На Пожаре торговые ряды были на замках, а некоторые лавки так и вовсе заколочены. Крест-накрест горбыли, и в них ржавые гвозди, всаженные без всякого бережения по шляпку. А было-то, было… Эх, да что говорить… В иконном ряду, правда, торговали черными иконами такие же страшноглазые, как и их святые на досках, богомазы. В ветошном ряду да нитяном тянули жалкими голосами «купи, купи!» укутанные в рванье бабы. Вот и вся торговля. Дождь хлестал в лужи.

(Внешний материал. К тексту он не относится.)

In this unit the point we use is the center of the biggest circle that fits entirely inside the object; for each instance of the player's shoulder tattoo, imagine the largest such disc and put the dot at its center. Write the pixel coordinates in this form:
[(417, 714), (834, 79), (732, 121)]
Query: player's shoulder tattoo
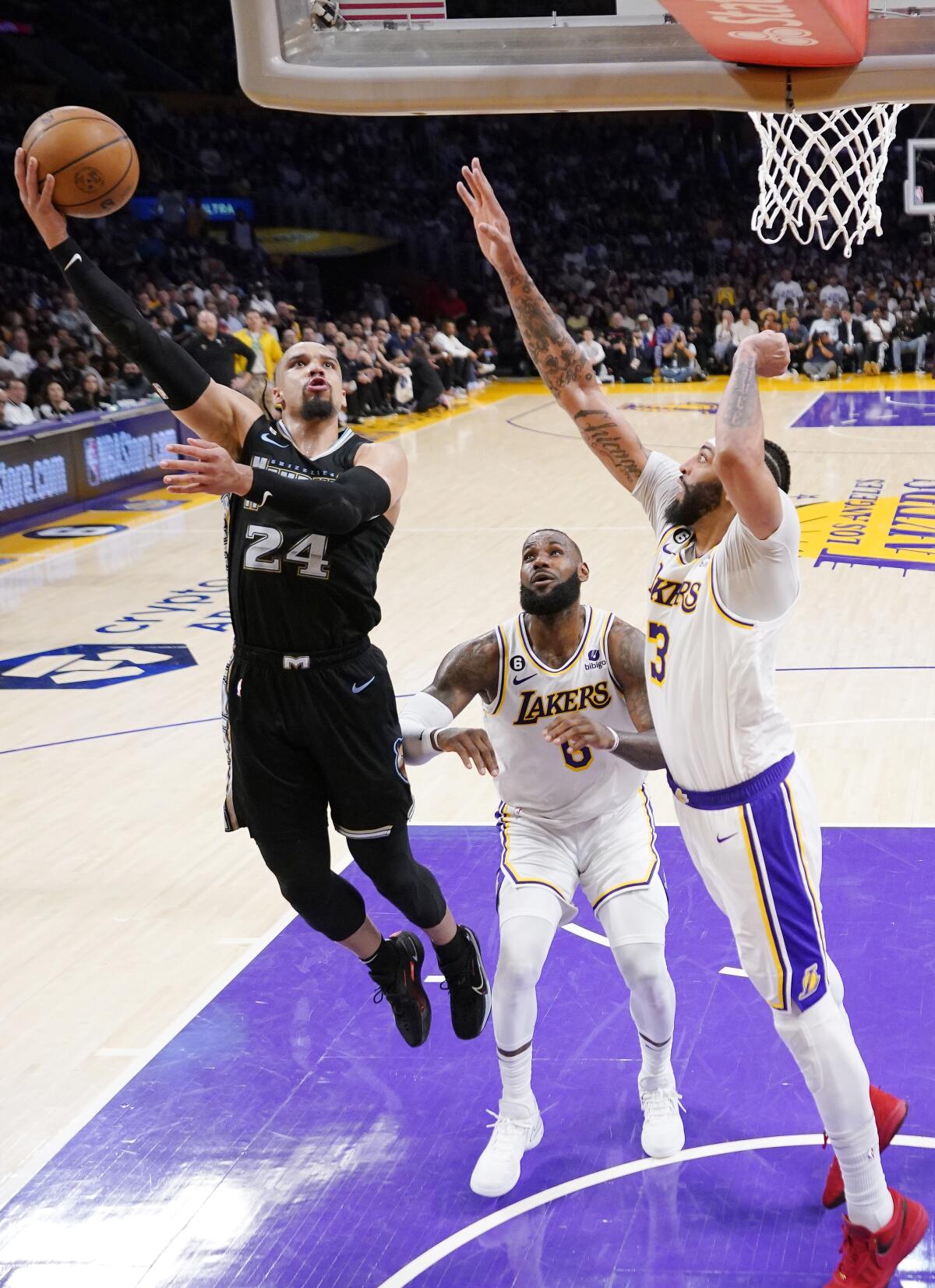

На Москву невесть откуда навалилось воронье. И знать, от великой радости и странно, и страшно удумала эта крылатая пакость кататься по куполам церквей и соборов. Такого раньше не замечали. Растопырится черноклювая поганка, сядет на вершине купола на хвост и катится вниз, как на салазках. Сорвется с края и с гоготом, с клекотом, вовсе вроде бы не вороньим, взмоет вверх, к святым крестам. Диво? Нет, брат, какое уж диво! Действо сатанинское. Люди не знали, что и думать.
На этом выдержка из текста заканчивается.